On connaît bien les liens qui ont uni l'écrivain Jean Parvulesco au cinéaste Éric Rohmer. Une amitié qui a débuté le 15 janvier 1950, comme l'affirmait Parvulesco dans un entretien donné quelques jours après la mort du réalisateur du Genou de Claire. Dans son roman Bal Masqué à Genève (1999), Jean Parvulesco évoque dès l'incipit une scène de ce film - qui met en scène la jeune Aurora Cornu (présente dans le roman Un retour en Colchide). Un incipit mystique qui n'étonnera guère l'habitué de Jean Parvulesco.
Jean-Claude Brialy dans Le Genou de Claire.
Maintenant je peux le dire, je n'avais pas mis longtemps à l'apprendre, ou en tout cas pas trop longtemps : il n'y avait rien de plus menteur que le temps sur le lac Léman, et cela à Genève surtout et dans les alentours immédiats de Genève.
Or quel est donc, à Genève, le mystère de cette angoissante, de cette dangereuse incertitude du temps qu'il fait, du temps qu'il fera ? Ces considérations ne sont guère oiseuses, ni parasitaires, et encore moins niaises.
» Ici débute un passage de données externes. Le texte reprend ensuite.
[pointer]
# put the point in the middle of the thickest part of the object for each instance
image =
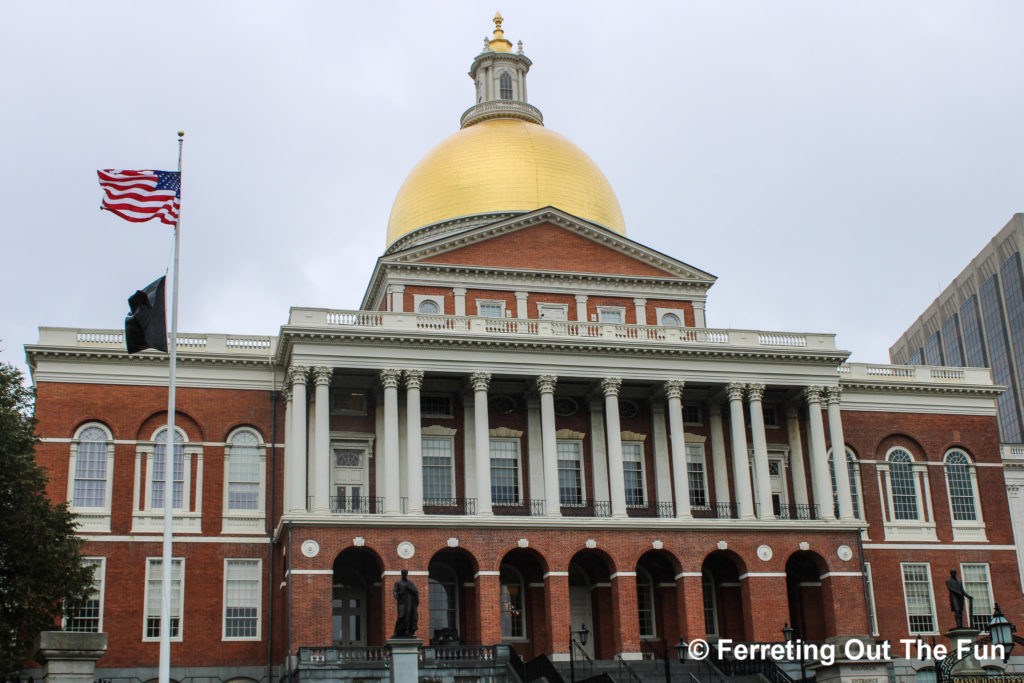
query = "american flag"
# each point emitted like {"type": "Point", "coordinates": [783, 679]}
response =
{"type": "Point", "coordinates": [139, 196]}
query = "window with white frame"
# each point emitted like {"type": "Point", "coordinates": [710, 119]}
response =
{"type": "Point", "coordinates": [242, 599]}
{"type": "Point", "coordinates": [154, 584]}
{"type": "Point", "coordinates": [853, 471]}
{"type": "Point", "coordinates": [89, 617]}
{"type": "Point", "coordinates": [961, 484]}
{"type": "Point", "coordinates": [505, 484]}
{"type": "Point", "coordinates": [696, 475]}
{"type": "Point", "coordinates": [513, 603]}
{"type": "Point", "coordinates": [491, 308]}
{"type": "Point", "coordinates": [645, 603]}
{"type": "Point", "coordinates": [633, 474]}
{"type": "Point", "coordinates": [919, 598]}
{"type": "Point", "coordinates": [978, 584]}
{"type": "Point", "coordinates": [903, 485]}
{"type": "Point", "coordinates": [570, 472]}
{"type": "Point", "coordinates": [438, 473]}
{"type": "Point", "coordinates": [91, 469]}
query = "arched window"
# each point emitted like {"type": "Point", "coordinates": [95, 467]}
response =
{"type": "Point", "coordinates": [854, 473]}
{"type": "Point", "coordinates": [960, 482]}
{"type": "Point", "coordinates": [244, 471]}
{"type": "Point", "coordinates": [91, 471]}
{"type": "Point", "coordinates": [505, 80]}
{"type": "Point", "coordinates": [904, 485]}
{"type": "Point", "coordinates": [645, 603]}
{"type": "Point", "coordinates": [177, 470]}
{"type": "Point", "coordinates": [513, 604]}
{"type": "Point", "coordinates": [443, 601]}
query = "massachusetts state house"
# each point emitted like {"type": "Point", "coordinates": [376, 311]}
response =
{"type": "Point", "coordinates": [529, 414]}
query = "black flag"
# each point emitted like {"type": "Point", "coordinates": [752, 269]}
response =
{"type": "Point", "coordinates": [145, 326]}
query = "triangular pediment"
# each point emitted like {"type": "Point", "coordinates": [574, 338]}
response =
{"type": "Point", "coordinates": [550, 240]}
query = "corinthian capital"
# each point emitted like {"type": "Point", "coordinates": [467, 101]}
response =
{"type": "Point", "coordinates": [755, 391]}
{"type": "Point", "coordinates": [546, 383]}
{"type": "Point", "coordinates": [479, 381]}
{"type": "Point", "coordinates": [414, 379]}
{"type": "Point", "coordinates": [674, 388]}
{"type": "Point", "coordinates": [389, 378]}
{"type": "Point", "coordinates": [734, 390]}
{"type": "Point", "coordinates": [323, 375]}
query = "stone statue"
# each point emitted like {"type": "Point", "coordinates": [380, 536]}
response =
{"type": "Point", "coordinates": [408, 597]}
{"type": "Point", "coordinates": [956, 595]}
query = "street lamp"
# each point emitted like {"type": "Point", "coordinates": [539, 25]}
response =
{"type": "Point", "coordinates": [792, 635]}
{"type": "Point", "coordinates": [583, 633]}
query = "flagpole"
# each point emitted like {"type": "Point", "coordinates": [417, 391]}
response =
{"type": "Point", "coordinates": [164, 674]}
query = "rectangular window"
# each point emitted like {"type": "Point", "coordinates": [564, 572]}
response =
{"type": "Point", "coordinates": [505, 471]}
{"type": "Point", "coordinates": [633, 473]}
{"type": "Point", "coordinates": [918, 594]}
{"type": "Point", "coordinates": [438, 483]}
{"type": "Point", "coordinates": [871, 614]}
{"type": "Point", "coordinates": [569, 473]}
{"type": "Point", "coordinates": [242, 599]}
{"type": "Point", "coordinates": [696, 475]}
{"type": "Point", "coordinates": [154, 585]}
{"type": "Point", "coordinates": [435, 407]}
{"type": "Point", "coordinates": [978, 585]}
{"type": "Point", "coordinates": [89, 619]}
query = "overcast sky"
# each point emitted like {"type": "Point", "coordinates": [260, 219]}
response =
{"type": "Point", "coordinates": [835, 164]}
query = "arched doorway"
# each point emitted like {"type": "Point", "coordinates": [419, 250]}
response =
{"type": "Point", "coordinates": [723, 600]}
{"type": "Point", "coordinates": [803, 586]}
{"type": "Point", "coordinates": [354, 587]}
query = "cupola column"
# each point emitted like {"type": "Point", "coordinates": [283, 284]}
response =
{"type": "Point", "coordinates": [755, 393]}
{"type": "Point", "coordinates": [481, 433]}
{"type": "Point", "coordinates": [321, 461]}
{"type": "Point", "coordinates": [546, 388]}
{"type": "Point", "coordinates": [616, 478]}
{"type": "Point", "coordinates": [389, 380]}
{"type": "Point", "coordinates": [414, 440]}
{"type": "Point", "coordinates": [842, 469]}
{"type": "Point", "coordinates": [821, 482]}
{"type": "Point", "coordinates": [740, 463]}
{"type": "Point", "coordinates": [674, 392]}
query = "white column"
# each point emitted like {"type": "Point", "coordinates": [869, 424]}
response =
{"type": "Point", "coordinates": [521, 299]}
{"type": "Point", "coordinates": [755, 394]}
{"type": "Point", "coordinates": [796, 456]}
{"type": "Point", "coordinates": [546, 387]}
{"type": "Point", "coordinates": [414, 440]}
{"type": "Point", "coordinates": [582, 307]}
{"type": "Point", "coordinates": [740, 463]}
{"type": "Point", "coordinates": [322, 443]}
{"type": "Point", "coordinates": [616, 478]}
{"type": "Point", "coordinates": [719, 457]}
{"type": "Point", "coordinates": [641, 309]}
{"type": "Point", "coordinates": [681, 484]}
{"type": "Point", "coordinates": [839, 454]}
{"type": "Point", "coordinates": [481, 433]}
{"type": "Point", "coordinates": [392, 480]}
{"type": "Point", "coordinates": [296, 484]}
{"type": "Point", "coordinates": [460, 300]}
{"type": "Point", "coordinates": [820, 480]}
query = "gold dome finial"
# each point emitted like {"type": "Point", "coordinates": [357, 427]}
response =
{"type": "Point", "coordinates": [500, 43]}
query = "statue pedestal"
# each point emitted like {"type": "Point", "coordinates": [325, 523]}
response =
{"type": "Point", "coordinates": [404, 659]}
{"type": "Point", "coordinates": [966, 638]}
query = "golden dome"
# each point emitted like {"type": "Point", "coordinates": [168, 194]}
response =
{"type": "Point", "coordinates": [499, 166]}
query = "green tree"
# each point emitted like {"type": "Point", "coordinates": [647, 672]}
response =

Car là, toute clarté peut être tenue d'avance pour meurtrière, et jamais la radieuse limpidité d'un jour d'été se levant comme un premier commencement du monde sur les Roseraies de la Grange ne finira autrement que dans les ténèbres enflammées de l'orage, qui rompent le jour et l'obscurcissent jusqu'au noir sans retour, alors que, d'autre part, l'aube, les matinées remplies de brumes équivoques et persistantes, d'un jaune noirâtre et sale, prenant, parfois, les allures sulfureuses de je ne sais quelle vision empruntée aux cauchemars des somnolences à demi éveillées, où des glissades au ralenti nous portent le long de troubles chenals aventureux à Bornéo, ou dans les îles de la Sonde, cessent le plus souvent de continuer sur la lancée de leur prédestination d'obscurité et d'orage pourpre et noir pour se transformer, comme par enchantement, vers le milieu de la journée, en de paisibles et lumineuses stations sur le lac d'un vert profond, tailladé au loin par de longues barres scintillantes.
Laurence de Monaghan dans le rôle de Claire.
On se souvient peut-être encore d'une brève séquence du Genou de Claire d’Éric Rohmer, brève, trop brève dirais-je, mais de quelle insoutenable beauté tragique, donnant à voir la naissance d'une tempête d'été sur le lac Léman, mais à Annemasse. Si le déchaînement des éléments y devient vite extrême, et la menace fondamentale qui s'en dégage est celle du vertige même de la ruée formidable, ensauvagée, vers l'indifférencié, vers l'obscurcissement et l'oubli le plus vide et le plus noir, une certitude subsiste néanmoins quant au retour proche ou lointain du jour, et dans l’œuvre d'Éric Rohmer c'est bien de cette certitude du retour du jour, essentiellement mystique et spirituelle, que résulte le brusque avènement du chant. Car il y a chant, il y a toujours chant chez Éric Rohmer, chant qui embrase tout et qui sauve tout, qui établit le mouvement salvateur, le passage dramatique du jour vers la nuit mais aussi et peut-être bien plus encore vers le jour du plus profond de la nuit.
Par contre, la leçon des ténèbres qui se dégage de la montée de l'orage sur le lac de Genève même est celle d'un enseignement sans merci ; le clair milieu du jour une fois atteint, la nuit de tardera plus à revenir, la plus grande nuit, et gare à celui qui s'éloignera du jour avant que l'heure n'en soit venue, car cet éloignement, alors, ne saurait être que porteur des fruits les plus détestables de l'impuissance et de l'oubli, d'une irréparable diminution ontologique appelée - toujours - à finir dans les petites cendres du non être.